— Я могу быть и острым, — приглушённо говорит Зинегин, резким движением сокращает расстояние между нами, хватает меня и прижимает к стене.

Кажется, однажды такая близость не закончилась ничем хорошим.

Я не хочу снова целоваться с ним.

Прикосновения этого мужчины омерзительны мне.

Я ненавижу его и не хочу проводить с ним время.

— Дети не товар, пойми ты, наконец. Мне не нужны никакие деньги мира без них. Я люблю своих детей, живу ими, и я не отдам тебе ни одного ребёнка. Если хочешь проявить себя заботливым и любящим папочкой, хоть и отправлял меня на аборт, когда сообщила о своей беременности, так попробуй сделать это иначе. Просто помогай детям. Я не против вашего общения, если ты сменишь тактику.

Зинегин хмыкает, после чего начинает ржать в голос, как возбуждённый конь, которого ужалила в одно место муха.

— Ты серьезно? Думаешь, я соглашусь на твоё предложение?

— Если хочешь стать отцом, тебе придется сделать это, — отворачиваюсь, потому что мне противно смотреть ему в глаза.

Бывший склоняется и шепчет мне на ухо, обжигая кожу своим горячим дыханием:

— Ты хочешь повоевать, Полина? На самом деле думаешь, что у тебя хватит на это сил?

— А ты уверен, что выйдешь победителем? — спрашиваю с вызовом и всё же вынужденно смотрю на него.

Наши взгляды скрещиваются, а губы находятся в паре сантиметров. Одно неловкое движение, и мы снова поцелуемся, чего я не хочу допустить. Не должна. Я оставила Олега в прошлом и не смогу простить его за тот ад, что он устроил мне в настоящем… Или?.. Я могу сделать вид, что готова пойти на всё, что могу даже простить его, чтобы бывший потерял бдительность, и мы с детьми смогли сбежать от него.

— Что скажешь, Зинегин? — спрашиваю приглушённым голосом, ставя из себя соблазнительницу, коей никогда не была.

Чувствую, как сильно колотится сердце мужчины и понимаю, что я на верном пути. Я симпатична ему как женщина, пусть мы и развелись. Об этом говорит всё тело мужчины, все его части, которые могут не просто говорить, а кричать о симпатии к женщине.

Прикусываю нижнюю губу, улыбаюсь и двигаю бровями, заигрывая с бывшим мужем, которого убила бы без капли сожаления.

18. Глава 17. Он

Шоколад в ее глазах топится, становится тягучей карамелью…Он затягивает меня в свой омут, как муху в мед, и нет никакой силы противостоять ей…Все внутри плавится, тянется, изгибается. Я точно знаю, что сделать, чтобы доставить ей удовольствие, отчего-то точно знаю, на какие точки нужно нажать, лизнуть, прикусить, чтобы она стонала от удовольствия, и точно знаю, что это и мне доставит невыразимое блаженство. Ибо нет ничего лучшего, чем видеть настоящую отдачу.

Я провожу носом по ее шее и ощущаю, как дрожит жилка под ухом и ощущаю, как ее тело начинает звенеть в предвкушении…

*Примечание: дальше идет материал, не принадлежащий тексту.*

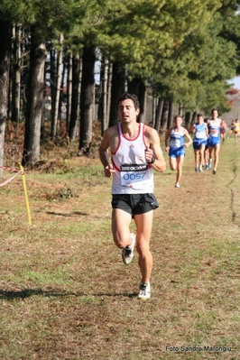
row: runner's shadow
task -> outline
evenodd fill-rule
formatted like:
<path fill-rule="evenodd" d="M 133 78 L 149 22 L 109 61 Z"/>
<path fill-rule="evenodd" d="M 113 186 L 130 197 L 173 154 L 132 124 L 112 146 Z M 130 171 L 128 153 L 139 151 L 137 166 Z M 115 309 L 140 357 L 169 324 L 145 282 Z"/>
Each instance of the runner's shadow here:
<path fill-rule="evenodd" d="M 24 289 L 21 291 L 4 291 L 0 289 L 0 299 L 1 300 L 13 300 L 16 299 L 26 299 L 30 298 L 31 296 L 34 295 L 40 295 L 40 296 L 44 296 L 47 298 L 50 297 L 68 297 L 68 296 L 75 296 L 76 298 L 89 298 L 90 297 L 96 297 L 96 298 L 103 298 L 103 297 L 126 297 L 126 298 L 135 298 L 137 296 L 137 292 L 134 293 L 128 293 L 128 292 L 123 292 L 123 293 L 97 293 L 97 294 L 87 294 L 83 292 L 69 292 L 69 291 L 43 291 L 42 289 Z"/>

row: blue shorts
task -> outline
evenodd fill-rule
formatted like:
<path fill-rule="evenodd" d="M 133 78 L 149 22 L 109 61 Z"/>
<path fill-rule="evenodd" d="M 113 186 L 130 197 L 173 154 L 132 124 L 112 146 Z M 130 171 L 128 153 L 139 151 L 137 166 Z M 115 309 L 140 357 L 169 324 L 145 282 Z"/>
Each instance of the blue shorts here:
<path fill-rule="evenodd" d="M 195 139 L 193 140 L 192 145 L 194 150 L 199 150 L 201 145 L 207 145 L 207 140 Z"/>
<path fill-rule="evenodd" d="M 217 136 L 210 136 L 208 139 L 208 147 L 213 147 L 215 145 L 217 145 L 218 143 L 220 143 L 220 138 Z"/>
<path fill-rule="evenodd" d="M 184 146 L 170 148 L 169 156 L 171 158 L 179 158 L 181 155 L 185 155 Z"/>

И мне самому остается сделать только одно: дотронуться. Прижать. Сдавить. Погладить.

Полина прикрывает глаза и томно произносит еле слышно:

— Олееег…

И от этого имени меня будто окатывает колодезной водой с головы до пят. Чувствую такое омерзительное чувство, как будто бы меня уличили в воровстве и осмеяли прилюдно.

“Олееег”. Лучшего противовозбудителя и не придумаешь.

Отшатываюсь от девчонки в сторону и замечаю, как в ее глаза мелькает неудовольствие. Она недовольна! Она! Не довольна! А я?!

— Моей лучшей помощью детям станет то, что я заберу их у тебя. От матери, которая не может позаботиться даже о простых вещах, — говорю сипло и кратко.

Глаза Полины наполняются болью, но она сразу же сменяется яростью.

— Я! Только я могу быть лучшей матерью для них! Иного быть не может! — пытается она докричаться до меня. Но все бесполезно. Моя цель ясна, путь четкий и прямой.